Sappiamo bene che il coaching si può definire come una relazione di partnership tra un esperto (il coach) e un cliente (il coachee), come un metodo comunicativo o un insieme di competenze e tecniche, che danno i loro frutti se rafforzate dall’esperienza.

Quindi, possiamo smentire ciò che spesso di sente affermare a proposito del coaching, ovvero che si tratta semplicisticamente solo di porre domande aperte. Non è vero! Senza un metodo, senza un set di giuste e diversificate competenze e una solida base di studi, con le sole domande non si andrebbe lontano, non si riuscirebbe a cambiare, ad evolversi.

Per esempio, un uso calibrato del silenzio concede il giusto spazio di riflessione al coachee. Ed il silenzio è l’opposto delle domande!

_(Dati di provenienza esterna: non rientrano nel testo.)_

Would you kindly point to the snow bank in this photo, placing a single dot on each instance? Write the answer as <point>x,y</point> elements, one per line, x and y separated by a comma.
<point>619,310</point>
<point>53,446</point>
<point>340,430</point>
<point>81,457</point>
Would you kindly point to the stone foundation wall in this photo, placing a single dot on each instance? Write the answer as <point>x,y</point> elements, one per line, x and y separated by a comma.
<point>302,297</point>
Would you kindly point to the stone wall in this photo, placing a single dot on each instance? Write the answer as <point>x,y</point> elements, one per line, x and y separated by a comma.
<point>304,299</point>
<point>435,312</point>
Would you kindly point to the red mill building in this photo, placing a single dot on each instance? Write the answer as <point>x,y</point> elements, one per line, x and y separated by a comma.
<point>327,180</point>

Un’altra delle competenze a torto meno direttamente associate al coaching – soprattutto se corporate – è quella dello storytelling, ovvero dei racconti. Eppure, i racconti rappresentano un mezzo molto potente per accedere alla parte meno razionale e talvolta meno espressa del coachee, destando il suo interesse e facendolo allontanare temporaneamente dalle barriere autoimposte (tempo, soldi, coraggio, aspettative degli altri …). I racconti permettono di rendere visibili concetti complessi, di giocare liberamente con esiti e soluzioni possibili, di fare brainstorming, di prepararsi a cambiare ruoli e comportamenti, uscendo dai propri più o meno consapevoli automatismi.

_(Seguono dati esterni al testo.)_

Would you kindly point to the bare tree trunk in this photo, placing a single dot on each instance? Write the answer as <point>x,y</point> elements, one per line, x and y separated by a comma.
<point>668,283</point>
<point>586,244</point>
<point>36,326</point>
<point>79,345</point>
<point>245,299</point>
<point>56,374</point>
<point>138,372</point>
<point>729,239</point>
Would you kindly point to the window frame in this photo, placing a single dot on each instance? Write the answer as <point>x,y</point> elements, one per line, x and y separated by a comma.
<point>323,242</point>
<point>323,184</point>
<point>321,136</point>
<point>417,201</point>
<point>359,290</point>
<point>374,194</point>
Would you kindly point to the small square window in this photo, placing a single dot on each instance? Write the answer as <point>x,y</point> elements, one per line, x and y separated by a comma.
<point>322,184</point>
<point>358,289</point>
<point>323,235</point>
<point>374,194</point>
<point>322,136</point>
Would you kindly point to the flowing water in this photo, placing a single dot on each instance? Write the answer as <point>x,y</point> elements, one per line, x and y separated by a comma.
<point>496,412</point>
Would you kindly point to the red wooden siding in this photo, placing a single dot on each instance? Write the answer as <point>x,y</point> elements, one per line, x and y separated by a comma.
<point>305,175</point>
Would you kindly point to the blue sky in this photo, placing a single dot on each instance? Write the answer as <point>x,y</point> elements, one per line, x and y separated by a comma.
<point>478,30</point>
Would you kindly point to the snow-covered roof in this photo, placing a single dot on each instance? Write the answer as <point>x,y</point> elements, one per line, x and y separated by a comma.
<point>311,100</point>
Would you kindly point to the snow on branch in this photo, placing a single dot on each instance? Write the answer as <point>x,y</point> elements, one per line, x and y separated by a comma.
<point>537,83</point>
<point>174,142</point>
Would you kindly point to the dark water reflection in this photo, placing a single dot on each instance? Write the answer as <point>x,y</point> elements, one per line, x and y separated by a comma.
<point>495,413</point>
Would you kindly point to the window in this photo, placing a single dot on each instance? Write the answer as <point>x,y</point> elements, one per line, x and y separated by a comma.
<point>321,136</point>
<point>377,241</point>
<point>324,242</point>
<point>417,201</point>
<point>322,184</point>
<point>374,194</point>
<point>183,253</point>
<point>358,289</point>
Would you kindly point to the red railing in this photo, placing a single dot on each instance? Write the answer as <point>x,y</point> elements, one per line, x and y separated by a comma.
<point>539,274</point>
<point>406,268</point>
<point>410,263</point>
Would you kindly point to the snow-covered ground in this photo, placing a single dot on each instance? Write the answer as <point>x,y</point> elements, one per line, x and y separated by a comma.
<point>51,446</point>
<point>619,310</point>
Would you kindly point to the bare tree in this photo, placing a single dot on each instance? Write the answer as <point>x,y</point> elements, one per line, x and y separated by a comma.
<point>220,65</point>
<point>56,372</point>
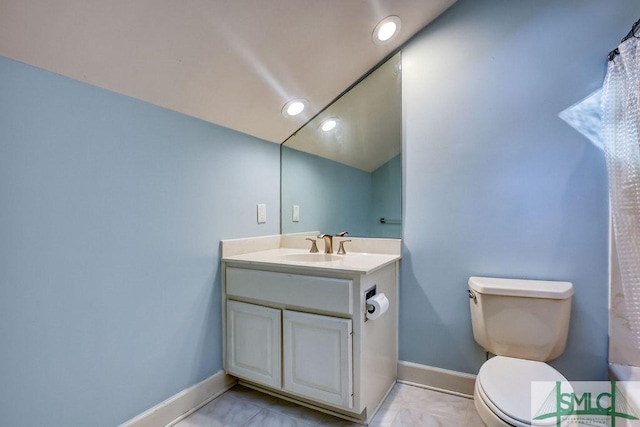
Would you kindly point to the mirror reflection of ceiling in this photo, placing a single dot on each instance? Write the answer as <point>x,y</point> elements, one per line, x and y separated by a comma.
<point>233,63</point>
<point>368,130</point>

Ovviamente, lo storytelling deve essere mirato ed il coach deve avere la capacità e la prontezza di proporre storie che contengano analogie alla situazione, al contesto e al problema riscontrato dal coachee, per facilitare una sorta di immedesimazione spontanea del cliente con il racconto e, pertanto, essere utile ed efficace.

Solo dopo la narrazione e dopo aver concesso al coachee il tempo necessario per riflettere, si pongono delle domande aperte, di esplorazione.

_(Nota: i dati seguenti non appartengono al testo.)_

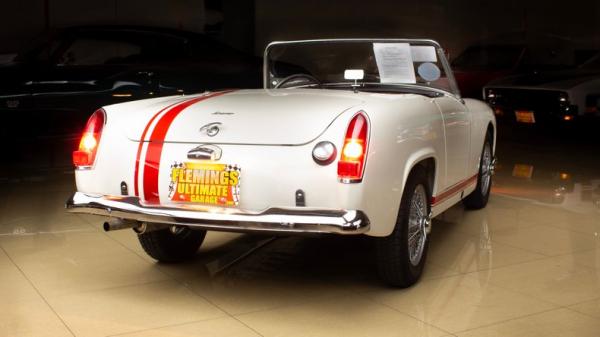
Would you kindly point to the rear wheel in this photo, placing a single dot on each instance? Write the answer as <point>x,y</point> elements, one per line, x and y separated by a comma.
<point>401,256</point>
<point>479,197</point>
<point>172,245</point>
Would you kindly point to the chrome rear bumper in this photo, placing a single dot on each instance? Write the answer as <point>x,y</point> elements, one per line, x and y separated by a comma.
<point>283,220</point>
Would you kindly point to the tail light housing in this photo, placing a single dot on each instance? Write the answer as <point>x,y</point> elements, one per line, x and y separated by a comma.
<point>351,165</point>
<point>85,155</point>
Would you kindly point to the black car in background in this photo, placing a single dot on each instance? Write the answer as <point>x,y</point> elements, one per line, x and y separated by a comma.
<point>53,86</point>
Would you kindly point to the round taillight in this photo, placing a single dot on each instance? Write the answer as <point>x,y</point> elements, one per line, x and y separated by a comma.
<point>324,153</point>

Di seguito vi propongo un esempio di racconto in “versione coaching”, che proviene dalle millenarie cultura e saggezza sufi. Il tema è l’inerzia insita nell’uomo a cambiare atteggiamento mentale, anche a rischio di essere totalmente improduttivo.

 Il Mullah Nasrudin e la chiave

Una sera senza luna, rincasando, il Mullah Nasrudin perde le chiavi di casa e comincia a cercarle affannosamente sotto un lampione. Dopo un po’, passa un suo conoscente, che, dopo avergli chiesto cosa cercasse, si offre di aiutarlo. Così, i due trascorrono vari minuti a cercare carponi le chiavi nella polvere illuminata dal lampione senza alcun risultato, fino a che l’uomo chiede a Nasrudin se fosse sicuro di averle perse proprio lì.

E Nasrudin: “No, le ho perdute sulla soglia di casa mia.”

L’amico, stupito, di botto gli chiede “E allora perché le stai cercando qui?”

E Nasrudin: “Perché qui c’è più luce!”

Sul momento, la storia ci può far ridere e la possiamo considerare persino esagerata.

Ma concediamoci il tempo di riflettere a noi stessi: quante volte abbiamo cercato invano qualcosa? Quante volte ci siamo confrontati a persone di successo, senza però riuscire ad emularle, ovvero senza raggiungere i nostri obiettivi? Quante volte abbiamo cercato nel posto sbagliato? Sicuramente più di una volta ci siamo comportati come Nasrudin.

Di seguito alcune domande di coaching:

–        Cosa hai perso?

–        Cosa stai cercando oggi?

–        Qual è il tuo lampione?

–        Come puoi cambiare la luminosità?

–        Come portare la luce sulla soglia di casa?

–        Quale porta è aperta dalla tua chiave?

–        Come rincasare senza chiave?